苦痛が脳を覚醒させ、再生能力が焼き切れた細胞を瞬時に作り変えていきます。


「相変わらずエグい絵面だな……! だが、隙だらけだ!」


カイルさんが大剣を構えます。

以前なら10秒かかっていたチャージ。

しかし、新しい剣の魔力伝導率は桁違いでした。


「うおおおおッ! チャージ完了、5秒!」


早い!

カイルさんの剣が赤熱し、魔力が奔流となって溢れ出します。

群がっているウルフたちは、私を食べることに夢中で、背後の高エネルギー反応に気づいていません。

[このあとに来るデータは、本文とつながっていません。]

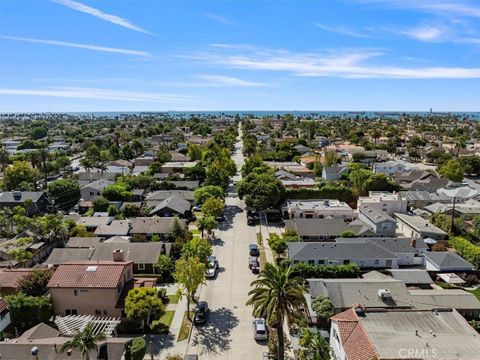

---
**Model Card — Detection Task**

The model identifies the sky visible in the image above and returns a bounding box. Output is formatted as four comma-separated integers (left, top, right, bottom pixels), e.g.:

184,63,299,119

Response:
0,0,480,112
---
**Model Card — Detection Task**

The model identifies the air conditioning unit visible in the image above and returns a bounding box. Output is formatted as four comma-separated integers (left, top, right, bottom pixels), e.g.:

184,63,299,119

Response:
378,289,392,299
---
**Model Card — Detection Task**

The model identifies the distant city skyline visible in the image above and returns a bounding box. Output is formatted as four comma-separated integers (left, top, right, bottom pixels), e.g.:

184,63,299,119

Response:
0,0,480,112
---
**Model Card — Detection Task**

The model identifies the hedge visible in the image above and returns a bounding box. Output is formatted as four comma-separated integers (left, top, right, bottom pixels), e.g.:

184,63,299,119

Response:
449,236,480,269
292,263,361,279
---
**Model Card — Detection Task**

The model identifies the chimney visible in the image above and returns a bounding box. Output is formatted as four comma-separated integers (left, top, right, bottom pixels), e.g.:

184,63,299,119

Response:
112,249,125,262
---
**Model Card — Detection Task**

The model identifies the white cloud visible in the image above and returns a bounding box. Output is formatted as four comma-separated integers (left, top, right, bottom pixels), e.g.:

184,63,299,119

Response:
190,44,480,79
52,0,151,34
203,11,234,25
314,23,370,38
0,87,191,104
197,75,266,87
1,36,150,56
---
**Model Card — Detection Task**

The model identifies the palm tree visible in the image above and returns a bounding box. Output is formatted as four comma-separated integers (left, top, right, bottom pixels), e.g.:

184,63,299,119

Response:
60,323,107,360
247,263,306,360
0,147,10,177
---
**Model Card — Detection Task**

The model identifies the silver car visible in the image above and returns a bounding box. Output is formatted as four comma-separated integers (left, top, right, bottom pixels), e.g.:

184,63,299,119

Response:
253,318,268,340
205,256,218,278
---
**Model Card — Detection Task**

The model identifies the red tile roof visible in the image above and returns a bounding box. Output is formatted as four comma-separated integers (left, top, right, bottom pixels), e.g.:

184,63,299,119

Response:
332,309,379,360
48,261,133,288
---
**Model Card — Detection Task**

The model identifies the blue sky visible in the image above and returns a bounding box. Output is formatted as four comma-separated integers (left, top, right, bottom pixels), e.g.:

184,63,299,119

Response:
0,0,480,112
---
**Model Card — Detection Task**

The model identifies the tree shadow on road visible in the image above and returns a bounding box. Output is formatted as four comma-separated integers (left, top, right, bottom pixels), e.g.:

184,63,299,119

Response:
192,307,239,355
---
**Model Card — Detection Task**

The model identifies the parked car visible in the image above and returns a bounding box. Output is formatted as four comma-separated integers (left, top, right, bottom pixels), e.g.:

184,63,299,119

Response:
193,301,210,325
248,244,260,257
253,318,268,341
248,256,260,274
205,256,218,278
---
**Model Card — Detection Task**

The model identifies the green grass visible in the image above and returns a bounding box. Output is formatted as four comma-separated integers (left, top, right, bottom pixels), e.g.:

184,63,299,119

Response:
177,311,193,341
171,294,180,304
467,288,480,300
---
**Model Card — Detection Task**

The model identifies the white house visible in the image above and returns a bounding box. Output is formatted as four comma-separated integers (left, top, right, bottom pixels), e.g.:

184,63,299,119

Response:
373,160,407,175
282,199,354,220
357,191,408,216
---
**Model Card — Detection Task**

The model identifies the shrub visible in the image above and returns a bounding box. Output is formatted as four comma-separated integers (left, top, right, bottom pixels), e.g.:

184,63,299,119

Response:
130,337,147,360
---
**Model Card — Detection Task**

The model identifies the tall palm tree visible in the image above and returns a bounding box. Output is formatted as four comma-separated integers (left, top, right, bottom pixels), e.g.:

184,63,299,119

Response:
247,263,306,360
60,323,107,360
0,147,10,177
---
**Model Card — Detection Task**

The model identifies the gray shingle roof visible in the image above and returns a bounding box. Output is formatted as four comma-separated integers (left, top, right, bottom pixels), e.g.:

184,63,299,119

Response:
287,242,397,260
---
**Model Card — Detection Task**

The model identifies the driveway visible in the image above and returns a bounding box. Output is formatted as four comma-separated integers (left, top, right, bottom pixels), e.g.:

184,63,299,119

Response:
187,126,268,360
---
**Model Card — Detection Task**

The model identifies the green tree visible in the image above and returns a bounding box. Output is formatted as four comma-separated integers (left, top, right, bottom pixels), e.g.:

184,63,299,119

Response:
3,161,39,190
173,257,205,320
298,329,330,360
438,159,465,182
237,172,285,210
187,144,202,161
182,237,212,265
93,196,110,212
47,178,81,210
312,296,335,322
193,185,225,205
18,268,54,296
60,323,107,360
5,292,53,332
125,287,165,329
247,263,306,360
202,197,225,218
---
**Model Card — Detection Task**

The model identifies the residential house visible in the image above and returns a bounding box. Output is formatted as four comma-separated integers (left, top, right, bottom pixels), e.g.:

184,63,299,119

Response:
425,251,473,272
91,242,171,274
80,179,114,201
322,164,347,180
77,216,113,232
357,191,408,216
358,205,396,236
0,268,32,296
335,237,428,266
330,307,480,360
162,161,197,175
373,160,406,175
94,220,132,239
285,218,351,241
48,255,155,317
395,213,448,240
0,323,132,360
144,190,195,208
287,241,399,269
150,195,191,219
131,216,187,241
0,191,49,216
282,199,354,221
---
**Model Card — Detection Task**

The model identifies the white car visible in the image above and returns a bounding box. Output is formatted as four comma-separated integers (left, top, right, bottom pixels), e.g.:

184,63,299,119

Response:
205,256,218,278
253,318,268,341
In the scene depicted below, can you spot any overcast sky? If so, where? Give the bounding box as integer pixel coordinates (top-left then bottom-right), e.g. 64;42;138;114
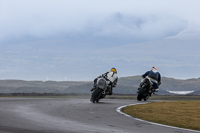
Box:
0;0;200;80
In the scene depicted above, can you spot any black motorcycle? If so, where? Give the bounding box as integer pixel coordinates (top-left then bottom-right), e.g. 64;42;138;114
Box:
90;78;110;103
137;77;155;101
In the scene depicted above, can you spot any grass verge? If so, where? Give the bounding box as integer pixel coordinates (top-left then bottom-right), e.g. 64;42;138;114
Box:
122;101;200;131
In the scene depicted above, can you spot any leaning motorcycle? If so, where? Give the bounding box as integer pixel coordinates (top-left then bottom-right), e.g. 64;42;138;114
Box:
137;77;154;101
90;78;110;103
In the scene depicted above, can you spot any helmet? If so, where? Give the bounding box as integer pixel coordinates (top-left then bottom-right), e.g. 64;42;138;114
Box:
151;67;157;72
110;67;117;73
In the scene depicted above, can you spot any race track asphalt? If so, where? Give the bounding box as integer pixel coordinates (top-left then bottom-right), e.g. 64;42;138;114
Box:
0;98;198;133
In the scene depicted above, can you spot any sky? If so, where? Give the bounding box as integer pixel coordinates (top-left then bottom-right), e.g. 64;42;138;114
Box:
0;0;200;81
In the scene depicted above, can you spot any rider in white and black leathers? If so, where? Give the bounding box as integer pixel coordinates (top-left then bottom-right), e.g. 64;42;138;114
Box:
91;67;118;95
138;67;161;92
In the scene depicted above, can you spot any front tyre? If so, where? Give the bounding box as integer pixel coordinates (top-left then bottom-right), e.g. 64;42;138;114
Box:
137;88;144;101
90;88;103;103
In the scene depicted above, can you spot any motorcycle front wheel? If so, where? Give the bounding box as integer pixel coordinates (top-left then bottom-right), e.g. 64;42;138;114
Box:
90;88;103;103
137;88;145;101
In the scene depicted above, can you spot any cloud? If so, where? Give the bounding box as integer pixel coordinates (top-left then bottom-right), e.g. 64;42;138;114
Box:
0;0;198;43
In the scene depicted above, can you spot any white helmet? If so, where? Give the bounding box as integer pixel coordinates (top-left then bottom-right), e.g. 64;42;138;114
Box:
151;67;158;73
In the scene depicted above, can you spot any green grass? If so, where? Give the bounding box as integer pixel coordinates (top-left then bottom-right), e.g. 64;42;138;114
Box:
123;101;200;131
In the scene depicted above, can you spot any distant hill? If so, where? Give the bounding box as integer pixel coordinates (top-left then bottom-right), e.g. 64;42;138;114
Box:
0;76;200;95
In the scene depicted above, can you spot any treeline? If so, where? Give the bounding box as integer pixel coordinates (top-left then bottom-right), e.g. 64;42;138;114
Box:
0;92;87;96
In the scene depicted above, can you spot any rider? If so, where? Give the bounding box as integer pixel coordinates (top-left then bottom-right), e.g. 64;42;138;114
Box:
138;67;161;92
91;67;118;95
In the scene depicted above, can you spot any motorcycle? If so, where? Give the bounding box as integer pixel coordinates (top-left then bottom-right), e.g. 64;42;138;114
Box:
137;77;155;101
90;78;111;103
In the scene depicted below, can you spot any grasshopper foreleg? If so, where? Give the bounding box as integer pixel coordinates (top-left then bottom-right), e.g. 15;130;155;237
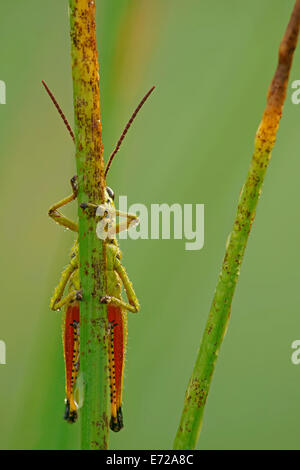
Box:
101;258;140;313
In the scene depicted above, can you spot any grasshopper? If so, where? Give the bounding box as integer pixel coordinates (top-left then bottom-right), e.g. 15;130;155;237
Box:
42;81;155;432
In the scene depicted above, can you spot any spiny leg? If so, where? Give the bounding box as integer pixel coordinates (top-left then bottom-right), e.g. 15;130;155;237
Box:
101;258;140;313
50;256;82;310
48;176;78;232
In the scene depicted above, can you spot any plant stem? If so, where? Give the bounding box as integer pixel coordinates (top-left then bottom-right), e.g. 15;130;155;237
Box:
69;0;109;449
174;0;300;449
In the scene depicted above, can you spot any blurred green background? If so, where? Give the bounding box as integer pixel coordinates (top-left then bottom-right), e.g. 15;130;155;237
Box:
0;0;300;449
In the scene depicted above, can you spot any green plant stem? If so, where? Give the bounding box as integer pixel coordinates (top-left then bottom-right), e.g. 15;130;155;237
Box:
69;0;109;449
174;0;300;449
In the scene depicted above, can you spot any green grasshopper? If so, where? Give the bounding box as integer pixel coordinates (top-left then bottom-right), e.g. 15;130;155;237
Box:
42;82;155;432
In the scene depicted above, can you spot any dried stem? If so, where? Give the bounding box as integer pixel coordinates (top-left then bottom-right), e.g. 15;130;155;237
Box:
174;0;300;449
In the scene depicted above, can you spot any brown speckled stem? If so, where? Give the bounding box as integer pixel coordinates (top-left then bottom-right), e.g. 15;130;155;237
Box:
69;0;109;449
174;0;300;449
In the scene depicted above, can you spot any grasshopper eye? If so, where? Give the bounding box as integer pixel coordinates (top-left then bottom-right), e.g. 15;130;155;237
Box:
106;186;115;200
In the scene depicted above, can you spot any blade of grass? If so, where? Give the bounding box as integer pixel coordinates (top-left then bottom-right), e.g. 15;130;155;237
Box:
69;0;109;449
174;0;300;449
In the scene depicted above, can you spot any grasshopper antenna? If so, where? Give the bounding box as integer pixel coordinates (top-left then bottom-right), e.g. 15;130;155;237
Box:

「消し飛べ! 『メテオ・バスター・ショート(短縮版)』!!」


カイルさんが剣を振り下ろしました。

フルパワーではありませんが、それでもCランクの群れを焼き払うには十分な火力。

熱線がウルフたち(と私)を飲み込みます。


ドオオオオオンッ!!


数体のウルフが消滅し、残りが吹き飛ばされました。

生き残った個体が、黒焦げになりながらも反撃しようと起き上がりますが――。


「逃がさん!」


そこへ、銀色の閃光が走りました。

エレナさんです。

彼女の新しい鎧は、関節部分に特殊なスライド機構が組み込まれており、重装備とは思えない速度での踏み込みを可能にしていました。


「はぁッ!」


ハルバードが一閃。

残りのウルフたちの首が、一瞬で胴体から離れました。

美しい。

以前の「受け止めるだけ」の戦い方とは違う、攻撃的な防御。


「ふぅ……。軽いな、この鎧は。まるでドレスを着て踊っているようだ」


エレナさんが涼しい顔で残心をとります。

その足元には、黒焦げでピクピクしている私が転がっていました。


「……素晴らしい連携でしたね」


私は再生した口で称賛しました。


「カイルさんのチャージ短縮のおかげで、私が『死ぬ直前』で助かりました。あと数秒遅かったら、感電死の向こう側に行けたのですが」

「行かせてたまるか。回復しろ」


カイルさんが呆れながら手を貸してくれました。


新装備の性能は上々。

特に私のチョーカーは、パーティの戦術を根本から変える(私への負担を極大化する)革命的なアイテムであることが証明されました。


「見えてきたぞ。あれが『雷鳴の塔』だ」


峠を越えると、遠くの空に、黒雲を突き刺すようにそびえ立つ巨大な石塔が見えました。

周囲には常に落雷が降り注ぎ、近づく者を拒んでいます。


「あそこに、雷のドラゴンがいるのですね」

「ああ。Sランク昇格試験の必須討伐対象、『サンダー・ドラゴン』だ」


私たちは顔を見合わせ、頷きました。

道中の町での騒動も、ウルフの群れも、ただの前座。

本番はこれからです。


「行きましょう。最高の痺れ(ビリビリ)が待っています!」


私たちは最後の宿場町、城塞都市ヴォルテックスへと足を進めました。